Baicalin Represses CEBPβ via Its Antioxidative Effect in Parkinson’s Disease

Abstract EN

Parkinson’s disease (PD) is a neurodegenerative disease characterized by the gradual loss of dopaminergic (DA) neurons in the substantia nigra (SN) and the formation of intracellular Lewy bodies (LB) in the brain, which aggregates α-synuclein (α-Syn) as the main component.

The interest of flavonoids as potential neuroprotective agents is increasing due to its high efficiency and low side effects.

Baicalin is one of the flavonoid compounds, which is a predominant flavonoid isolated from Scutellaria baicalensis Georgi.

However, the key molecular mechanism by which Baicalin can prevent the PD pathogenesis remains unclear.

In this study, we used bioinformatic assessment including Gene Ontology (GO) to elucidate the correlation between oxidative stress and PD pathogenesis.

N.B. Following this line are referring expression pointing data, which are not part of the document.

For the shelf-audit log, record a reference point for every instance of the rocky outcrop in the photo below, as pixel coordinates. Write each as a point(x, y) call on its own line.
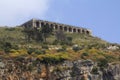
point(68, 70)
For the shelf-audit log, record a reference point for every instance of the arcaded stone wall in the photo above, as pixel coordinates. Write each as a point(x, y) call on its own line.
point(56, 26)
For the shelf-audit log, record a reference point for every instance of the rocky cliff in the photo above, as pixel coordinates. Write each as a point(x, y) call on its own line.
point(32, 69)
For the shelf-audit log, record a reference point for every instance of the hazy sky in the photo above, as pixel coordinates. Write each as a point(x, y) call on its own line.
point(101, 16)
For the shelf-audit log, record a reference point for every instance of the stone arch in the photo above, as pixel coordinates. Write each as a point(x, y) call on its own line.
point(74, 30)
point(61, 28)
point(56, 27)
point(70, 29)
point(65, 28)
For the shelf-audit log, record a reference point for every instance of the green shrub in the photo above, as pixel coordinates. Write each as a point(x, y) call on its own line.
point(40, 52)
point(45, 47)
point(95, 70)
point(62, 49)
point(30, 51)
point(55, 42)
point(85, 54)
point(76, 48)
point(102, 63)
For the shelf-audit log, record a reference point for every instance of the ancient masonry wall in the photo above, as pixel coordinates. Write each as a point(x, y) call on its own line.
point(56, 26)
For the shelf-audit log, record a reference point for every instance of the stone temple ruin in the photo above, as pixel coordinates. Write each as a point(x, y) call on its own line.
point(56, 26)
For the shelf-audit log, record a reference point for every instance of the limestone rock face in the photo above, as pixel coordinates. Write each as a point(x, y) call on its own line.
point(68, 70)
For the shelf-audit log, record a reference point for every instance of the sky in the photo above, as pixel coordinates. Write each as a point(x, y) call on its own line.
point(100, 16)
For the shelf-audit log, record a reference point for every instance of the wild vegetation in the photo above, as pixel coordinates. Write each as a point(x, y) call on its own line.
point(54, 47)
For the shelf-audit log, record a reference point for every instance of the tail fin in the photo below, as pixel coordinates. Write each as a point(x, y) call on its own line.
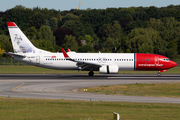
point(20, 42)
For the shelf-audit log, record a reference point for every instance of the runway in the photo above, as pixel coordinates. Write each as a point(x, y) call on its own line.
point(65, 86)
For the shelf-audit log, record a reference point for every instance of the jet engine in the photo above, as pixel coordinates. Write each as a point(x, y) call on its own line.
point(109, 69)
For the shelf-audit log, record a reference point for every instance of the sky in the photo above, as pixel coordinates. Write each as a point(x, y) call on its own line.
point(93, 4)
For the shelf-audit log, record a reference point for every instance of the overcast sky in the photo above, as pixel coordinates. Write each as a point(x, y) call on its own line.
point(93, 4)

RNA-Seq methods were used to examine the global expression profiles of noncoding RNAs and found that C/EBPβ expression was upregulated in PD patients compared with healthy controls.

Interestingly, Baicalin could protect DA neurons against reactive oxygen species (ROS) and decreased C/EBPβ and α-synuclein expression in pLVX-Tet3G-α-synuclein SH-SY5Y cells.

In a 1-methyl-4-phenyl-1,2,3,6-tetrahydropyridine (MPTP) induced PD mouse model, the results revealed that treatment with Baicalin improved the PD model’s behavioral performance and reduced dopaminergic neuron loss in the substantia nigra, associated with the inactivation of proinflammatory cytokines and oxidative stress.

Hence, our study supported that Baicalin repressed C/EBPβ via redox homeostasis, which may be an effective potential treatment for PD.